Another correct classification result using SAM is the group containing 5, 10 and 18 HCRF curves, which correspond to SAV that could not be observed in the field with 2 to 3 m of water overlying the canopy. This class was characterized by a low infrared HCRF and the absence of the two HCRF peaks that are generally associated to SAV.

The last identified class comprises the samples 19 and 20, which did not have SAV and had depths of 15 to 20 m. In this case, the water columns can be considered deep, i.e., there is no influence of the bottom signal on these spectral responses. As expected, the spectral curves do not show any features associated with SAV.

In all spectral curves, presented in Figure 6, the high HCRF in the blue region of the spectrum is evident, and this is due to low concentration the chlorophyll algal. High reflectance in the region between 400 and 500 nm are associated with clear water [68], due to the high scattering molecular of the violet and blue light [69]. On the other hand, low reflectance is related with absorption by chlorophyll-a[25,68]. Low turbidity in the study area, between 1.2 and 2.16 NTU, shows the low concentration of both algal and non-algal particulate materials.

4. Conclusions

The initial hypothesis that it is possible to classify (discriminate) spectral curves from sites with and without SAV depending on whether the signal is derived from submerged aquatic plants was demonstrated to be true: the visible spectral region offered suitable data of the submerged canopy in optically shallow waters.

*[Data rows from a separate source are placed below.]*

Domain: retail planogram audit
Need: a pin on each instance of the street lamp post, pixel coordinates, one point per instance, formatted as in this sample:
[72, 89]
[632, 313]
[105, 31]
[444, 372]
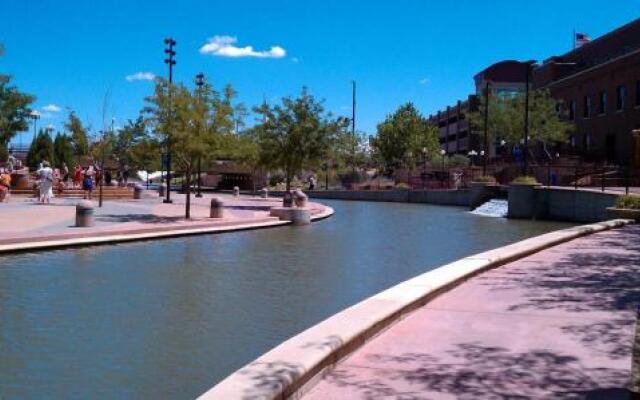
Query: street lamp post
[527, 65]
[200, 83]
[486, 126]
[170, 61]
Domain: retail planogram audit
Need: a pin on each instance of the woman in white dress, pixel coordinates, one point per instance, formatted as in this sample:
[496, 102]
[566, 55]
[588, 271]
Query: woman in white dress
[46, 182]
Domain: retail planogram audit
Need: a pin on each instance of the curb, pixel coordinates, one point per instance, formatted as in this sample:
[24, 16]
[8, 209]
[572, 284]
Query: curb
[291, 368]
[129, 237]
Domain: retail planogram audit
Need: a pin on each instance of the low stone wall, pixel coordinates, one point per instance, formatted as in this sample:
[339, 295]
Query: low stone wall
[561, 204]
[440, 197]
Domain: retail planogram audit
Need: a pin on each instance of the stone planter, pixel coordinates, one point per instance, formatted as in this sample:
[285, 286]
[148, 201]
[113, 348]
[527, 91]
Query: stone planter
[480, 193]
[522, 200]
[623, 213]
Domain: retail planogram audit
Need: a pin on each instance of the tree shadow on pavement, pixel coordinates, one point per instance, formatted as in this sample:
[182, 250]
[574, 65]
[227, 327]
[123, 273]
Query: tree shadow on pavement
[475, 371]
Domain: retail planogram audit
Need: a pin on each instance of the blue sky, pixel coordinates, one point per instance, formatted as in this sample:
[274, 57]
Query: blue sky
[70, 54]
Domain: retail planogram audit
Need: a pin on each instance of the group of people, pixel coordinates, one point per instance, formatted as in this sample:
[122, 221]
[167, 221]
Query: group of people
[83, 178]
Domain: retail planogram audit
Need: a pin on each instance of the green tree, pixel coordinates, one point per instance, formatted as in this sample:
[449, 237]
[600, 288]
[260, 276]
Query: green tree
[41, 149]
[62, 151]
[79, 136]
[404, 138]
[179, 118]
[296, 134]
[547, 122]
[14, 112]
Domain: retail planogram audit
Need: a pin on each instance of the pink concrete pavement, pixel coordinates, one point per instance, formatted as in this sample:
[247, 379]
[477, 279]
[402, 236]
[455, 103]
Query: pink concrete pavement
[25, 220]
[557, 324]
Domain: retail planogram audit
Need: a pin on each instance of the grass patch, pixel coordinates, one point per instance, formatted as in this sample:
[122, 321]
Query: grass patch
[525, 180]
[628, 201]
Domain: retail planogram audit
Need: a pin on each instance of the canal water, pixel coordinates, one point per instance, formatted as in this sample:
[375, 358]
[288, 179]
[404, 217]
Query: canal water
[170, 318]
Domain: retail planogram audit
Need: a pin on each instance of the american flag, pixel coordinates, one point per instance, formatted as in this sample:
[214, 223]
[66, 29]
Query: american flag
[582, 39]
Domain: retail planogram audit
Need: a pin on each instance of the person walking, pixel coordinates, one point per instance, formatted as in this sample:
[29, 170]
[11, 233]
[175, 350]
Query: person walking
[45, 174]
[65, 173]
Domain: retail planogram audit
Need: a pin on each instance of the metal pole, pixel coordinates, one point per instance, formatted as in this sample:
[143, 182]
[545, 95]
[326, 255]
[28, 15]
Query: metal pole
[486, 128]
[171, 62]
[526, 118]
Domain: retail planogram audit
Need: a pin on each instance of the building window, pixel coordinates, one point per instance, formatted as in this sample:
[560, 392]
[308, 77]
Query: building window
[572, 110]
[586, 107]
[621, 94]
[603, 102]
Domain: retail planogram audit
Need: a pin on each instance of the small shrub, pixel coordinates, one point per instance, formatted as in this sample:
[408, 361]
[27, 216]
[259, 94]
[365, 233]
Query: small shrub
[525, 180]
[628, 201]
[484, 179]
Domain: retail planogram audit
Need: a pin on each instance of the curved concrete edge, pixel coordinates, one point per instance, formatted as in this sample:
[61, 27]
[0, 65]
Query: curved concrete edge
[291, 368]
[129, 237]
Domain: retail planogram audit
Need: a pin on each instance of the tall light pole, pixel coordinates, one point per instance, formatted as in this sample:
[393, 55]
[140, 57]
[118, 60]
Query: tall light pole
[170, 61]
[353, 124]
[527, 65]
[199, 84]
[35, 116]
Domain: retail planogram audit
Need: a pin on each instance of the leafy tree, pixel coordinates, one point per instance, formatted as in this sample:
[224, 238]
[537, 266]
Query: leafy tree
[127, 139]
[63, 151]
[296, 134]
[404, 138]
[79, 136]
[179, 118]
[14, 112]
[41, 149]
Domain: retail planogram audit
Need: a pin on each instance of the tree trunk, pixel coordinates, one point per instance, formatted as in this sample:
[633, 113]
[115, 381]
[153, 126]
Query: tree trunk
[288, 180]
[187, 206]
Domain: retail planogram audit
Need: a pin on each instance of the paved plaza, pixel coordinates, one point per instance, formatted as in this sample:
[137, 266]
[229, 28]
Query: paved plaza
[557, 324]
[24, 219]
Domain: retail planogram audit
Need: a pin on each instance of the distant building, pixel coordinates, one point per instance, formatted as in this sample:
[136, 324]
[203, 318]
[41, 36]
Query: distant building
[598, 83]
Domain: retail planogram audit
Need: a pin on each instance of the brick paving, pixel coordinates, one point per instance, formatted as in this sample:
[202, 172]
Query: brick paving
[24, 219]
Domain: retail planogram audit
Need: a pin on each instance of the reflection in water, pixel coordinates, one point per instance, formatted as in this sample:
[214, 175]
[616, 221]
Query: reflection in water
[170, 318]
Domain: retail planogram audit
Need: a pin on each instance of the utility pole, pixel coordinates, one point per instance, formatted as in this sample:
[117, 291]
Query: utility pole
[526, 115]
[486, 127]
[199, 84]
[353, 125]
[170, 43]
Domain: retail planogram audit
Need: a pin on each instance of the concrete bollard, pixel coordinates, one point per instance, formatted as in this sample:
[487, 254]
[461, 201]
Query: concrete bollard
[217, 210]
[297, 216]
[137, 191]
[300, 198]
[84, 214]
[287, 199]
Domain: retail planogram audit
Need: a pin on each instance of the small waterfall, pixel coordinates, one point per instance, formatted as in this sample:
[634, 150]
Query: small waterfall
[493, 208]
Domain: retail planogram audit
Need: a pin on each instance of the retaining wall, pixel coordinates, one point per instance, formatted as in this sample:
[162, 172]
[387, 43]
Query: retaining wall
[563, 204]
[440, 197]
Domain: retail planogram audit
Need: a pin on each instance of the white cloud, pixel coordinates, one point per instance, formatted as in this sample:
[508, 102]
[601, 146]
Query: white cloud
[51, 108]
[141, 76]
[224, 46]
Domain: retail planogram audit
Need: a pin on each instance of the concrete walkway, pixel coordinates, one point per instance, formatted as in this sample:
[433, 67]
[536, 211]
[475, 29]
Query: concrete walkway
[24, 220]
[557, 324]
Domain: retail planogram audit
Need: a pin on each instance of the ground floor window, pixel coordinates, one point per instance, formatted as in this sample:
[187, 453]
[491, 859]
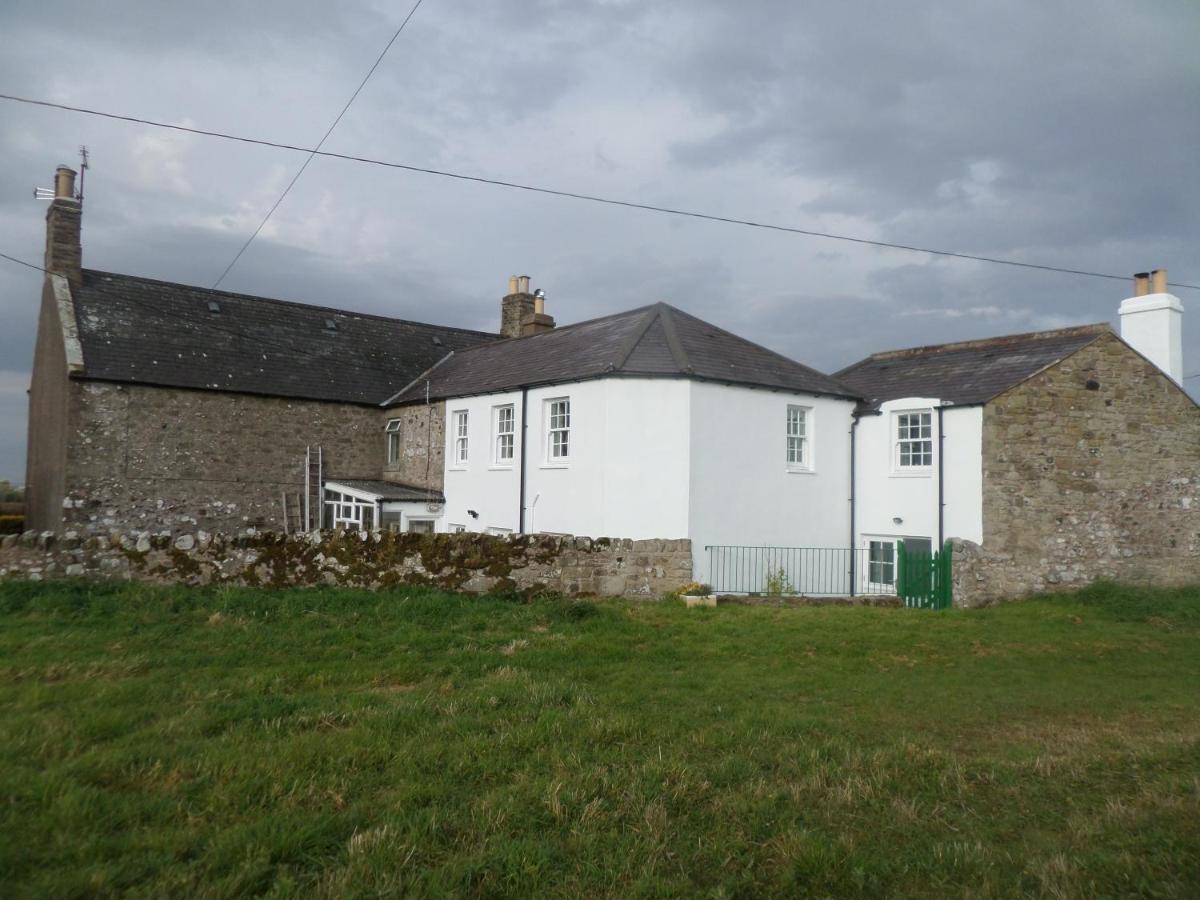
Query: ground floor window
[347, 513]
[881, 558]
[881, 563]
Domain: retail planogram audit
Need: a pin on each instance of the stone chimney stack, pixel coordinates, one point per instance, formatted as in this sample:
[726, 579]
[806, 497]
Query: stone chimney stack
[538, 321]
[521, 312]
[64, 251]
[1152, 323]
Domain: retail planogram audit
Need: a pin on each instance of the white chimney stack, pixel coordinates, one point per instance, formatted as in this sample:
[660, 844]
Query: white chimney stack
[1152, 323]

From the results of continuum removal, shape patterns of the absorption feature in the range 585–685 nm associated with distance from the canopy SAV or absence of vegetation can be checked. Even a 1 m high column of water on the canopy it was possible to identify the presence of submerged aquatic vegetation only by the asymmetry feature of the absorption band.

This research demonstrates that the both different classification methods that consider the shape of the HCRF spectra yield satisfactory results for SAV identification. In addition, the spectral region that showed the best performance in identifying the SAV was the wavelength interval of 585 to 685 nm, associated with the yellow and red regions.

Cluster analysis showed classifications errors of 33% in cluster C3 and 25% in C5. The error observed in cluster C3 shows that the classifier does not distinguish between the response of the water without plants and SAV under a water column of 3 m. In cluster C5, the point 4 (0.2 m high column of water on the canopy) was collected in a station with 1.98 NTU, slightly larger than points with 0.46 m and 0.5 m (1.31 and 1.41 NTU, respectively).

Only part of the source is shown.